So, the coverage of Trump was more than 12 to 1 negative; the coverage of Obama was more than 2 to 1 positive.
One year later, in October, 2018, the Media Research Center stated that, “Over the summer, the broadcast networks have continued to pound Donald Trump and his team with the most hostile coverage of a president in TV news history — 92% negative, vs. just 8% positive.”
By January, 2020, the figure had risen to 93 percent negative.
Certainly, Trump’s provocation of the media plays into these numbers. But whatever the cause, the anti-Trump sentiments have only intensified, and in increasingly unvarnished fashion at that.
As for the political leanings of the media, Nate Silver wrote in 2017 that, “As of 2013, only 7 percent of [journalists] identified as Republicans.” (This was down from 25.7 percent in 1971; strikingly, as of 2013, half identified as independent.)

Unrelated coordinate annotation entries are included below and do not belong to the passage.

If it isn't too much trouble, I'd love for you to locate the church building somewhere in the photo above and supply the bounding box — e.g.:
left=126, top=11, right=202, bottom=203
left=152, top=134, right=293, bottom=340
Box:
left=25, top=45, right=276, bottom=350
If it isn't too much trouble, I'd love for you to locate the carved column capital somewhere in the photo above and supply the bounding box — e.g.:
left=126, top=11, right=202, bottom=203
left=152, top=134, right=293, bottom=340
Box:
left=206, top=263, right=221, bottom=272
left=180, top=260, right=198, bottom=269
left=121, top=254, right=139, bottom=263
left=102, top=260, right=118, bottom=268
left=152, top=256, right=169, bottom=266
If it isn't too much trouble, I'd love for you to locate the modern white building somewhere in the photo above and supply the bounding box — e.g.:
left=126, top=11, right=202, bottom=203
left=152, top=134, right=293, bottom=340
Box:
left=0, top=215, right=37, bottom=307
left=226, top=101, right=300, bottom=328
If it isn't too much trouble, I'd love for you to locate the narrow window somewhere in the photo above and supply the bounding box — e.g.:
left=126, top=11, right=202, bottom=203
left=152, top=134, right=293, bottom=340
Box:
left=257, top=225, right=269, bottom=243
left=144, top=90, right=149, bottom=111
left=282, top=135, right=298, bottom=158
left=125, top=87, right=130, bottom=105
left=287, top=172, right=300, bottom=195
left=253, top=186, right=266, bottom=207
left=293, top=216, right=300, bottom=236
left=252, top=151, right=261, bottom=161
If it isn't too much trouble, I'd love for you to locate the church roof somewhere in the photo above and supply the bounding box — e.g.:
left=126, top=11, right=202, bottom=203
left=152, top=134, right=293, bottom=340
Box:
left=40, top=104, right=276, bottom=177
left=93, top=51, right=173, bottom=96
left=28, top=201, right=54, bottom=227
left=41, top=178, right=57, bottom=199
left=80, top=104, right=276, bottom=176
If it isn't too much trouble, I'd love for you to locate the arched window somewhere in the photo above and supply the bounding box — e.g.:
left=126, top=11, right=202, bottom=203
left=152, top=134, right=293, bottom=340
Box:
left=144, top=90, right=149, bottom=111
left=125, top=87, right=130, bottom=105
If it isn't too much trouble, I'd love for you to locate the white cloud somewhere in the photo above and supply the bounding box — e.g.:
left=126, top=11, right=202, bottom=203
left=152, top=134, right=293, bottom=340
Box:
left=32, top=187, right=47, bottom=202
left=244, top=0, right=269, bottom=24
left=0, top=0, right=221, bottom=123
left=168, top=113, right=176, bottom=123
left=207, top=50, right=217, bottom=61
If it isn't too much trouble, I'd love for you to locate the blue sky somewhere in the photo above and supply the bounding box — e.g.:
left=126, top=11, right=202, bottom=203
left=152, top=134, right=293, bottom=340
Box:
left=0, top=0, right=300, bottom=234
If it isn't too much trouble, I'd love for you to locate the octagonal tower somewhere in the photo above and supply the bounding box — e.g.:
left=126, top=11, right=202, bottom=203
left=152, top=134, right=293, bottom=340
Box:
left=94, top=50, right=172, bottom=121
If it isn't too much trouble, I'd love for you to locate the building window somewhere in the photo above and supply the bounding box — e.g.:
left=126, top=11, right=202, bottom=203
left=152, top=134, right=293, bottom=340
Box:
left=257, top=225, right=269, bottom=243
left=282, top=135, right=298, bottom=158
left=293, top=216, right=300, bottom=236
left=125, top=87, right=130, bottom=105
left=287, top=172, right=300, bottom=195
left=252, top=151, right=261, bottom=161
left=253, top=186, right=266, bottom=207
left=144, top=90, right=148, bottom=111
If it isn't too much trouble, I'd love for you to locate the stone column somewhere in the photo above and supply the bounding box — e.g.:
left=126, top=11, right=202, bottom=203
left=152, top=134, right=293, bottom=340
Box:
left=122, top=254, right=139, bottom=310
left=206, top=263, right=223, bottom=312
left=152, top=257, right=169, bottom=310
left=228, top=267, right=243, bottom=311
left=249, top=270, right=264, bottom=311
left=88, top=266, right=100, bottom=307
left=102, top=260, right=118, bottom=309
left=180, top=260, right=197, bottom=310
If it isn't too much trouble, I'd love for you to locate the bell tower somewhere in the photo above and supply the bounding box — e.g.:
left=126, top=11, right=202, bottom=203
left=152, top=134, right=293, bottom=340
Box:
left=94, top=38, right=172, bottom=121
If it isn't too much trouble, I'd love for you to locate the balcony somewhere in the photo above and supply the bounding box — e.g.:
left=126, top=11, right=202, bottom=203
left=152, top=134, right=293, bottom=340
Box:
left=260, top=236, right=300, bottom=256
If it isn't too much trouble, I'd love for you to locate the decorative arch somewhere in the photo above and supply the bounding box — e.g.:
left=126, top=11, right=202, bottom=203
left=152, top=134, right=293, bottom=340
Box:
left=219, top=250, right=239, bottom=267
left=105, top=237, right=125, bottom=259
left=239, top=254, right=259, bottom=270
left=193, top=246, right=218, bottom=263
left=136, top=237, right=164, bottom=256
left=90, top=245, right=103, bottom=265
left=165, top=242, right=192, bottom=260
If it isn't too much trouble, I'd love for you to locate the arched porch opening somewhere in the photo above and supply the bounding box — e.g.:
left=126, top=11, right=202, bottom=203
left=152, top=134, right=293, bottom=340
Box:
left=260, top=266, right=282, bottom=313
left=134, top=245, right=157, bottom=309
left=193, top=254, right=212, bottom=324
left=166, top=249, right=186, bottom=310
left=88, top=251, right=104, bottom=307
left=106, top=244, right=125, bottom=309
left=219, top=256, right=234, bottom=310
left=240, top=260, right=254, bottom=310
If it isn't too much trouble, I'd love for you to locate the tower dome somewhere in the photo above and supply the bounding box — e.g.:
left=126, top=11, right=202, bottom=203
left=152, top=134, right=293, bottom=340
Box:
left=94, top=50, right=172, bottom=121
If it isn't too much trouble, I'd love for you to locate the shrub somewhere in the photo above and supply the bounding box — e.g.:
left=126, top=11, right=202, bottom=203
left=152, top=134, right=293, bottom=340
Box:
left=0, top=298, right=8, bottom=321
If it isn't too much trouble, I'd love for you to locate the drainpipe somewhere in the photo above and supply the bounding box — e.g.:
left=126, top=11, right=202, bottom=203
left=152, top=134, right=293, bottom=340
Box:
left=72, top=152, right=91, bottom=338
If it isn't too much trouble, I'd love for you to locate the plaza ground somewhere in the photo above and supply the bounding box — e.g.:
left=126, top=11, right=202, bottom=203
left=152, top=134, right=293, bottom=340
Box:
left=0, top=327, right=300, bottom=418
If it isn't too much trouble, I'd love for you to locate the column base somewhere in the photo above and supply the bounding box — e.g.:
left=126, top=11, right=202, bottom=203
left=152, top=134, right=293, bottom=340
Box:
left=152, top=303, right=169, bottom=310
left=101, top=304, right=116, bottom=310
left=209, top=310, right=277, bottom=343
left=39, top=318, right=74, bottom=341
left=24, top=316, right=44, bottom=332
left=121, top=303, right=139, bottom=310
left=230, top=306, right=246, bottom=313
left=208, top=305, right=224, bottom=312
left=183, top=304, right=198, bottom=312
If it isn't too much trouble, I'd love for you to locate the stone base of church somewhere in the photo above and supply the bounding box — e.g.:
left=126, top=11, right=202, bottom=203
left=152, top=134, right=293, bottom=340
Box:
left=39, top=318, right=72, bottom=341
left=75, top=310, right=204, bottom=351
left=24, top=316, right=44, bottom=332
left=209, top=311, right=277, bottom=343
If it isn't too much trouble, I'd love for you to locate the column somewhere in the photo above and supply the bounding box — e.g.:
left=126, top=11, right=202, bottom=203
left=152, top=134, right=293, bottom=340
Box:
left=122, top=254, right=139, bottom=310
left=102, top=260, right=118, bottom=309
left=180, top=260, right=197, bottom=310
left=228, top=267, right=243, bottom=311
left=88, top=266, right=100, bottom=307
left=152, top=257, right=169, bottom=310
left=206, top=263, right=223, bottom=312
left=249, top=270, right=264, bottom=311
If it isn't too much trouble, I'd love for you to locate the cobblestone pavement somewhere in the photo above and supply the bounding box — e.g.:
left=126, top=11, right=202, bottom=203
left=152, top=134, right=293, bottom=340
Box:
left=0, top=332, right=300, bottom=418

And, a 2017 article in Politico points out, “The national media really does work in a bubble, something that wasn’t true as recently as 2008. And the bubble is growing more extreme. Concentrated heavily along the coasts, the bubble is both geographic and political. If you’re a working journalist, odds aren’t just that you work in a pro-Clinton county—odds are that you reside in one of the nation’s most pro-Clinton counties” (their emphasis).
With good reason, the article, written by Jack Shafer and Tucker Doherty, carried this title and subtitle: “The Media Bubble Is Worse Than You Think. We crunched the data on where journalists work and how fast it’s changing. The results should worry you.”
And then, this striking observation: “The people who report, edit, produce and publish news can’t help being affected—deeply affected—by the environment around them. Former New York Times public editor Daniel Okrent got at this when he analyzed the decidedly liberal bent of his newspaper’s staff in a 2004 column that rewards rereading today. The ‘heart, mind, and habits’ of the Times, he wrote, cannot be divorced from the ethos of the cosmopolitan city where it is produced. On such subjects as abortion, gay rights, gun control and environmental regulation, the Times’ news reporting is a pretty good reflection of its region’s dominant predisposition.”
Okrent’s analysis was shockingly candid (and note that it was published by the Times itself). To the headline’s question, “Is The New York Times a Liberal Newspaper?”, he responded, “Of course it is.” (Again, this was back in 2004.)
With regard to “the social issues: gay rights, gun control, abortion and environmental regulation, among others,” Okrent was equally blunt: “if you think The Times plays it down the middle on any of them, you've been reading the paper with your eyes closed.”
As for “the editorial page,” he described it as “so thoroughly saturated in liberal theology that when it occasionally strays from that point of view the shocked yelps from the left overwhelm even the ceaseless rumble of disapproval from the right.”
Although I cannot get my hands on the research right now, more than one decade ago, I read with interest a survey indicating how news anchors across the nation held to radically leftist views on abortion and other social issues. I would imagine those numbers would look similar today.
It is true that an academic article published by Science Advances in April, 2020 argued that, “Although a dominant majority of journalists identify as liberals/Democrats and many Americans and public officials frequently decry supposedly high and increasing levels of media bias, little compelling evidence exists as to (i) the ideological or partisan leanings of the many journalists who fail to answer surveys and/or identify as independents and (ii) whether journalists’ political leanings bleed into the choice of which stories to cover that Americans ultimately consume.”
Rob, and a host of other observers, including me, would beg to differ.